L’articolo odierno porta la firma di
Carlo Alianello, scritto nel 1966 per la raccolta "Strenna Ciociara" a cura
della "Associazione tra i Ciociari".
Sono tornato in questi giorni al
paese d’una mia antica villeggiatura. Sto riscoprendo un po’ per volta il bel
viso, anche se talvolta appare austero e per fin arcigno, d’una delle contrade
d’Italia, così vicina a Roma, così alla mano e tanto ignorata: voglio dire la
Ciociaria.
L’ottocento sapeva tutto sulle
ciociare; nel novecento, quando modelle e balie caddero di moda, anche il paese
andò giù. Già era difficile arrivarci: le Vicinali lente e scomode o la Casilina
che ha o aveva il fondo cattivo e il traffico caotico e poi straducce intricate,
attorte, dove conveniva andar guardinghi per improvvisi incontri in vie deserte
di carretti che sbucavan dalla macchia, di pecore avviate al pascolo, di maiali
neri e irrequieti, di somari bizzosi.
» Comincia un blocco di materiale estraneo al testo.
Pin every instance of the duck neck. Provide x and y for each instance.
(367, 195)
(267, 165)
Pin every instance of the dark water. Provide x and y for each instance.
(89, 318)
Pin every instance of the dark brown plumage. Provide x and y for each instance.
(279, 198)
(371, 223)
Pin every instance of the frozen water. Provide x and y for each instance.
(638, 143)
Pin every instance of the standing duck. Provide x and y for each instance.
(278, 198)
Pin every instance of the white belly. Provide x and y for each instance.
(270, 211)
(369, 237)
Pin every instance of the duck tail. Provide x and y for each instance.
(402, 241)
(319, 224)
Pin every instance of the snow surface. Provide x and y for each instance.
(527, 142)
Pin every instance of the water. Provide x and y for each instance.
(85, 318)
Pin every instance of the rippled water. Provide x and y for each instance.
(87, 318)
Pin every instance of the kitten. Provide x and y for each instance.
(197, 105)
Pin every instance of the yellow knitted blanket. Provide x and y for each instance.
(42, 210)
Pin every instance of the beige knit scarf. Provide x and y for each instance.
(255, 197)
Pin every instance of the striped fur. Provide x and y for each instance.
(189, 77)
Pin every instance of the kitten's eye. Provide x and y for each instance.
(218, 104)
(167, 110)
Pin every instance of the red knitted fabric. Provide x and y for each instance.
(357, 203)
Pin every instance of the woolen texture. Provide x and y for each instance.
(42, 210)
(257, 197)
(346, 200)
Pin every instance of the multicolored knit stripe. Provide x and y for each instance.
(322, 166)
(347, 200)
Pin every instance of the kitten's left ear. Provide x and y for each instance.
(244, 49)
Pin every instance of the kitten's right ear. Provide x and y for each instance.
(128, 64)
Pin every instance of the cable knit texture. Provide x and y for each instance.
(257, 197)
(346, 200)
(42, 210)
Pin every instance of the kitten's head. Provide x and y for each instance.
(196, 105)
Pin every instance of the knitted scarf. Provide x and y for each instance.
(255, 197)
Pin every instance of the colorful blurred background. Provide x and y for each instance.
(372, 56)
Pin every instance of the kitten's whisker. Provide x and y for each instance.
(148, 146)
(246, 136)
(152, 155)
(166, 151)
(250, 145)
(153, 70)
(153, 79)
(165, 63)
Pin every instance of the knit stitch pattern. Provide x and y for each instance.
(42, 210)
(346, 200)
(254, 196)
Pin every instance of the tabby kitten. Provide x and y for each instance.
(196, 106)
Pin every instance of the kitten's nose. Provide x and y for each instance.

Allora gli uomini portavano le cioce ai
piedi e le donne il costume e la pezza in capo.
Oggi, dopo l’apertura
dell’autostrada, tutto s’è fatto prossimo e, da Frosinone o da Anagni, puoi
frugarti l’intero paese, piega per piega. Noi un tempo, quel tempo di cui parlo,
ci si andava in villeggiatura col trenino, in corriera, poche e sgangherate, e
magari con qualche carrozzaccia che era metà diligenza e metà traino. Agi pochi,
comodità nessuna; anzi mosche, cucine dense di fumo, lumi a petrolio o, dove
arrivava l’elettricità, lampadine grame, con un filo rosso di luce, si e no, ma
più no che si. L’acqua dovevi mandarla a prendere, a cogliere, come dicono
laggiù, alla fontana, dalla servetta che te la portava nella grande conca di
rame in bilico sulla testa, leggera lei, leggera l’acqua lampante di
sole.
Ma l’aria era buona, i cibi sapidi e
di pesche e di fichi ne potevi avere un canestro per due soldi, proprio due
soldi, quella grossa moneta di rame dove c’era impressa la faccia d’un re, con
la scritta: Regno d’Italia, centesimi dieci. Quanto all'affitto della casa, una
casa di cafoni ripulita un po’ per l'occasione, bastavano poche lire. Era una
villeggiatura di gente modesta e mio padre, ufficiale del R. Esercito a riposo,
non aveva nulla di comune col mitico Mida re. Dunque, ho girato e sto girando
per la Ciociaria; ma in quel paese che dirò non c’ero ritornato mai.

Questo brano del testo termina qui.